BUG/MEDIUM: queue/threads: limit the number of entries dequeued at once

When testing strong queue contention on a 48-thread machine, some crashes
would frequently happen due to process_srv_queue() never leaving and
processing pending requests forever. A dump showed more than 500000
loops at once. The problem is that other threads find it working so
they don't do anything and are free to process their pending requests.
Because of this, the dequeuing thread can be kept busy forever and does
not process its own requests anymore (fortunately the watchdog stops it).

This patch adds a limit to the number of rounds, it limits it to
maxpollevents, which is reasonable because it's also an indicator of
latency and batches size. However there's a catch. If all requests
are finished when the thread ends the loop, there might not be enough
anymore to restart processing the queue. Thus we tolerate to re-enter
the loop to process one request at a time when it doesn't have any
anymore. This way we're leaving more room for another thread to take
on this task, and we're sure to eventually end this loop.

Doing this has also improved the overall dequeuing performance by ~20%
in highly contended situations with 48 threads.

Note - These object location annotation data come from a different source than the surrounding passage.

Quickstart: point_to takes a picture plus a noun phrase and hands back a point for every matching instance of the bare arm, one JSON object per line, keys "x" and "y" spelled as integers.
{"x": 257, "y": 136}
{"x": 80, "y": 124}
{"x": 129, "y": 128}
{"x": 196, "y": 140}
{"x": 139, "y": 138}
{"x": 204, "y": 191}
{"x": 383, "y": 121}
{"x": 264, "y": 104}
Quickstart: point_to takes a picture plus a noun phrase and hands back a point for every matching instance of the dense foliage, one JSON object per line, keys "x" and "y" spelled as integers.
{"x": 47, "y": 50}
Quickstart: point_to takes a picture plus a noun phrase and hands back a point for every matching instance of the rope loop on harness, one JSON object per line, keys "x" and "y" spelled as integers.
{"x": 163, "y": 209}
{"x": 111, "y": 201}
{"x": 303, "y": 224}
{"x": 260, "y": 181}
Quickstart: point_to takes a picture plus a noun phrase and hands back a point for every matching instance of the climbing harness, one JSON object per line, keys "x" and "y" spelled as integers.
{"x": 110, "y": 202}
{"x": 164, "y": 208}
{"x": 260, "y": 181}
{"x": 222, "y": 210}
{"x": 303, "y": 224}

It should be backported at least to 2.4, maybe even 2.2 since issues
were faced in the past on machines having many cores.
diff --git a/src/queue.c b/src/queue.c
index 6e0e130..73bd3c2 100644
--- a/src/queue.c
+++ b/src/queue.c
@@ -373,9 +373,15 @@
 
 	/* let's repeat that under the lock on each round. Threads competing
 	 * for the same server will give up, knowing that at least one of
-	 * them will check the conditions again before quitting.
+	 * them will check the conditions again before quitting. In order
+	 * to avoid the deadly situation where one thread spends its time
+	 * dequeueing for others, we limit the number of rounds it does.
+	 * However we still re-enter the loop for one pass if there's no
+	 * more served, otherwise we could end up with no other thread
+	 * trying to dequeue them.
 	 */
-	while (!stop && s->served < (maxconn = srv_dynamic_maxconn(s))) {
+	while (!stop && (done < global.tune.maxpollevents || !s->served) &&
+	       s->served < (maxconn = srv_dynamic_maxconn(s))) {
 		if (HA_SPIN_TRYLOCK(QUEUE_LOCK, &s->queue.lock) != 0)
 			break;
 
@@ -385,6 +391,8 @@
 				break;
 			_HA_ATOMIC_INC(&s->served);
 			done++;
+			if (done >= global.tune.maxpollevents)
+				break;
 		}
 		HA_SPIN_UNLOCK(QUEUE_LOCK, &s->queue.lock);
 	}